Step 2: Key Formula or Approach:
Apply Cramer's Rule condition for infinite solutions: \[ D = 0 \quad \text{and} \quad D_z = 0 \] Step 3: Detailed Explanation:
Let's find the main determinant \(D\): \[ D = \begin{vmatrix} 1 & -2 & 1
2 & 3 & 1
1 & 2 & p \end{vmatrix} \] Expanding along the first row: \[ D = 1(3p - 2) - (-2)(2p - 1) + 1(4 - 3) \] \[ D = 3p - 2 + 4p - 2 + 1 = 7p - 3 \] Setting \(D = 0\) gives: \[ 7p - 3 = 0 \implies p = \frac{3}{7} \] Now, let's find the determinant \(D_z\): \[ D_z = \begin{vmatrix} 1 & -2 & 0
2 & 3 & 6
1 & 2 & q \end{vmatrix} \] Expanding along the first row: \[ D_z = 1(3q - 12) - (-2)(2q - 6) + 0 \] \[ D_z = 3q - 12 + 4q - 12 = 7q - 24 \] Setting \(D_z = 0\) gives: \[ 7q - 24 = 0 \implies q = \frac{24}{7} \] Now we test the given options with \(p = \frac{3}{7}\) and \(q = \frac{24}{7}\): Option (A): \(p + q = \frac{3}{7} + \frac{24}{7} = \frac{27}{7} \neq 4\)

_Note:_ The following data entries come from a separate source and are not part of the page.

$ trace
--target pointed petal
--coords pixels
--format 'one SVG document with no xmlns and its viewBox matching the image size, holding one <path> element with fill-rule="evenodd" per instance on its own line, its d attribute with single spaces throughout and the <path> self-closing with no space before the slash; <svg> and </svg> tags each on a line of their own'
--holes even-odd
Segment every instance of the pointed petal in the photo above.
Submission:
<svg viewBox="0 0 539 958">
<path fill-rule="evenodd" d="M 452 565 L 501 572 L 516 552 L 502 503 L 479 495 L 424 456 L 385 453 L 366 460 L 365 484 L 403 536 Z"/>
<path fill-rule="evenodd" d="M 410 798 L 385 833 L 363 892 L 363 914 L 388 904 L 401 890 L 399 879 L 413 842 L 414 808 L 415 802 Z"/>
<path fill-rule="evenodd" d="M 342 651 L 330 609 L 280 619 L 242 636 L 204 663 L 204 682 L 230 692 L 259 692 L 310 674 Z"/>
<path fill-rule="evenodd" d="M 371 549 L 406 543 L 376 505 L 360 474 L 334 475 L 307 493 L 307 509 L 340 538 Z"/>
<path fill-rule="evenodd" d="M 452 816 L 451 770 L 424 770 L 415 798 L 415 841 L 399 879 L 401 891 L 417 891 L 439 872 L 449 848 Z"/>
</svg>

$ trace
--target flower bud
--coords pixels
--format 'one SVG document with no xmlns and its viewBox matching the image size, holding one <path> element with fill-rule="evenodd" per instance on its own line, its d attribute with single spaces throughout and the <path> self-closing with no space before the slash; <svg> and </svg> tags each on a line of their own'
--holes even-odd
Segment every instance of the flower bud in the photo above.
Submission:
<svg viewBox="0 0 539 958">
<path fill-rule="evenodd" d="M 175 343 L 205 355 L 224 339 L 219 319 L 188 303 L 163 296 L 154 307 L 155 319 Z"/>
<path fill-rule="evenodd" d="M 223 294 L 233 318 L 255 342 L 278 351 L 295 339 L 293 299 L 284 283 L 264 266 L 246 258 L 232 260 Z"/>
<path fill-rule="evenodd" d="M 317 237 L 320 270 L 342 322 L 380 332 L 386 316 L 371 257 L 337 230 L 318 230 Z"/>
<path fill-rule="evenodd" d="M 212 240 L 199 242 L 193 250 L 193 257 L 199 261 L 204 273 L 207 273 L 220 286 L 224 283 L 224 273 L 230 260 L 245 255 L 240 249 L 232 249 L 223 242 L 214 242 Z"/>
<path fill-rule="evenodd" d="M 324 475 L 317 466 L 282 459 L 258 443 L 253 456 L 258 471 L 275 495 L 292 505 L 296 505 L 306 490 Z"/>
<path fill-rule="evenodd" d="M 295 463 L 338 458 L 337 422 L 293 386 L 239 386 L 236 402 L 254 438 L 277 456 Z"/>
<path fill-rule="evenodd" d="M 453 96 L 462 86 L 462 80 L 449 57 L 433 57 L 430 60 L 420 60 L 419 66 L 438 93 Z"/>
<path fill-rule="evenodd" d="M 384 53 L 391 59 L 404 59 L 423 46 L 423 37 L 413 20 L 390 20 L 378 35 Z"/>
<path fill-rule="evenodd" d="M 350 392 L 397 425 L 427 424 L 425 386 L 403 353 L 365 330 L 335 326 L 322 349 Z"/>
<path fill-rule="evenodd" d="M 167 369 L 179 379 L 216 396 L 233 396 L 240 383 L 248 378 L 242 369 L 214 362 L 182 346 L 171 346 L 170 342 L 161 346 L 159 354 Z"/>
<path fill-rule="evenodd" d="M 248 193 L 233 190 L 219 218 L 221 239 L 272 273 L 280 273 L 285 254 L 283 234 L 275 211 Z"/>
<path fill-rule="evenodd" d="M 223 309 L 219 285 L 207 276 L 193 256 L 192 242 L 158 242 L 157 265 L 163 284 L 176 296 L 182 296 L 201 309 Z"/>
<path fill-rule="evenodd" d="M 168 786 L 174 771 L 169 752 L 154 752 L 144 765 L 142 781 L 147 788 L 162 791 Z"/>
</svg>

Option (B): \(pq = \left(\frac{3}{7}\right)\left(\frac{24}{7}\right) = \frac{72}{49} \neq \frac{48}{49}\)
Option (C): \(q - p = \frac{24}{7} - \frac{3}{7} = \frac{21}{7} = 3\) (Matches!)
Option (D): \(\frac{p}{q} = \frac{3/7}{24/7} = \frac{3}{24} = \frac{1}{8} \neq 4\)
Step 4: Final Answer:
The correct condition is \(q - p = 3\).